4. Bad-Quality Values Propagating into the Model

Every process historian has a quality or status field on data records. In OSIsoft PI, this is the "system digital set" — values like "No Data," "Shutdown," "I/O Timeout," or the specific instrument codes. In other historians, it's an integer quality flag where 0 = good, non-zero = some problem.

A data pipeline that doesn't filter on quality will, eventually, feed a "frozen" or "substituted" value into the simulation model — because a sensor was replaced, a transmitter went offline, or the DCS was put in manual with a constant value stored. A frozen sensor value looks like a steady-state measurement to the model's state estimator, which will happily reconcile all other tags against it, producing a distorted picture of the process state. The result is a twin that gives plausible-looking but subtly wrong predictions for as long as the bad-quality value persists.

The Tag Mapping Document: Your Pipeline's Foundation

Every serious historian-to-twin integration project needs a tag mapping document — a structured table that records, for each data point the twin consumes:

  • Historian tag name (exactly as stored)
  • Instrument description (what it physically measures)
  • Historian engineer units
  • Simulation variable name
  • Simulation expected units
  • Conversion formula
  • Quality filter rules (what quality codes to reject)
  • Deadband configuration and interpolation method
  • Owner (who to contact when this tag has issues)

This document is maintained as a living configuration artifact. When instruments are replaced, when the DCS is upgraded, when tag names change in a controls system revision — the tag mapping document and the pipeline configuration update together. The twin's reliability over a multi-year deployment is directly proportional to the quality of tag mapping maintenance.
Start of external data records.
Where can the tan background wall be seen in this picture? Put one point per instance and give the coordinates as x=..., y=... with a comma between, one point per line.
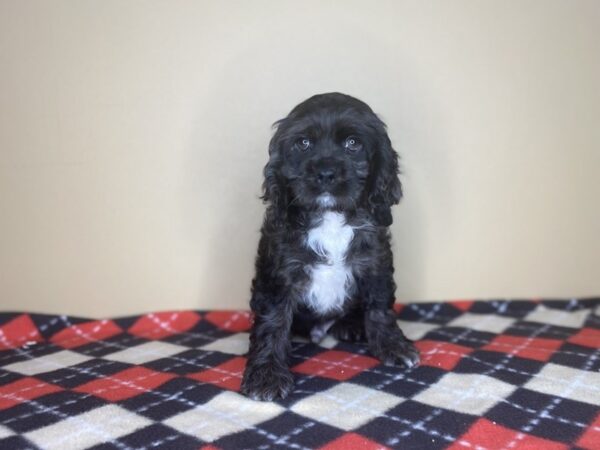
x=133, y=135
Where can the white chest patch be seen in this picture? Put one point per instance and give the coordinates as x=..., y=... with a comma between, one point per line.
x=332, y=279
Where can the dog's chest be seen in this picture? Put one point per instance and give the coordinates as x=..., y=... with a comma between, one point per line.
x=331, y=278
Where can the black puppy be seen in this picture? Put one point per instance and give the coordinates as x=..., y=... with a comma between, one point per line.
x=324, y=261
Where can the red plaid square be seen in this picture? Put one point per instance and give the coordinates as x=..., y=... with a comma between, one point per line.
x=17, y=332
x=353, y=441
x=125, y=384
x=336, y=365
x=227, y=375
x=24, y=389
x=84, y=333
x=539, y=349
x=163, y=324
x=443, y=355
x=591, y=438
x=230, y=320
x=588, y=337
x=486, y=434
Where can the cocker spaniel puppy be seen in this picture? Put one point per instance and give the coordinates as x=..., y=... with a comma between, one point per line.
x=324, y=261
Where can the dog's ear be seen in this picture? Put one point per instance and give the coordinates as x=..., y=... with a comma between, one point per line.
x=383, y=186
x=274, y=190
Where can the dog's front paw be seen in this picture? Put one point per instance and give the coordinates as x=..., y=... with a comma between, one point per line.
x=396, y=352
x=267, y=382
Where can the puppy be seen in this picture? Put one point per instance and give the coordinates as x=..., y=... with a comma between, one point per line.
x=324, y=261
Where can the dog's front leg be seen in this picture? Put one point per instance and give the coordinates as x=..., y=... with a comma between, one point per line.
x=267, y=375
x=385, y=339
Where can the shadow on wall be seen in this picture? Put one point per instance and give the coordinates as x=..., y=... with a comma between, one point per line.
x=223, y=211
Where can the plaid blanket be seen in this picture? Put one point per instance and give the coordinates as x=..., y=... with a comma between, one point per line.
x=498, y=374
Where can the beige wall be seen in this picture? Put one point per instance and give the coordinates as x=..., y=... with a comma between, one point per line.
x=133, y=135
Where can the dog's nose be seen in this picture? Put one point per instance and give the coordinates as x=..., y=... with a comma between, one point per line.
x=326, y=176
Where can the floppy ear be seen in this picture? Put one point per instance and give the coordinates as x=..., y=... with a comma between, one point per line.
x=384, y=188
x=274, y=191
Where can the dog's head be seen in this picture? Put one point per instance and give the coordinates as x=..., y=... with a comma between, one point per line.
x=332, y=152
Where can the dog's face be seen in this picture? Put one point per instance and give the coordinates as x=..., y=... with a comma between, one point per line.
x=332, y=152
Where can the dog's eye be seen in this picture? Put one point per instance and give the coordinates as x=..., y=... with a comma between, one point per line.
x=303, y=144
x=352, y=144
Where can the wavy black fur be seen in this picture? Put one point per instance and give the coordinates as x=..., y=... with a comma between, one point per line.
x=363, y=181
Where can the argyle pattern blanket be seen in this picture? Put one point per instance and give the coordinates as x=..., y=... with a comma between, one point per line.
x=495, y=374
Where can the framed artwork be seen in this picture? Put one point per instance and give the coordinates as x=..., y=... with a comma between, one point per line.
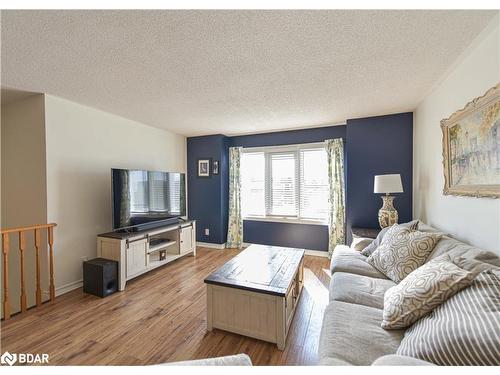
x=471, y=148
x=203, y=167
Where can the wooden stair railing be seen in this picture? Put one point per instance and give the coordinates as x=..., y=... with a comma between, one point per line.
x=22, y=247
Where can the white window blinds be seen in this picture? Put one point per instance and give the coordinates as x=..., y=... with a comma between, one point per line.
x=252, y=171
x=287, y=182
x=313, y=183
x=282, y=184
Backfill and Catchup Logic

One additional requirement for production deployments: what happens when the twin's data pipeline is interrupted — scheduled maintenance, an edge agent restart, a network blip — and then recovers? The twin needs to reconcile its model state against the historian data from the gap period before resuming live predictions.

The backfill procedure runs historical data through the simulation in compressed time (running the ODE integration faster than real-time, using the stored historian data as inputs) to advance the model state from its last known good state to the current time. For most process plants, a 1-hour gap can be replayed at 10x real time in about 6 minutes of compute time. The twin then resumes live prediction with a correctly reconciled model state rather than starting from a stale or default initial condition.

Building the pipeline right isn't glamorous work — it's the plumbing behind the twin's predictions. But a twin whose predictions are unreliable because its data pipeline delivers bad data at the wrong times is worse than no twin at all. The pipe has to be clean before the model can be trusted.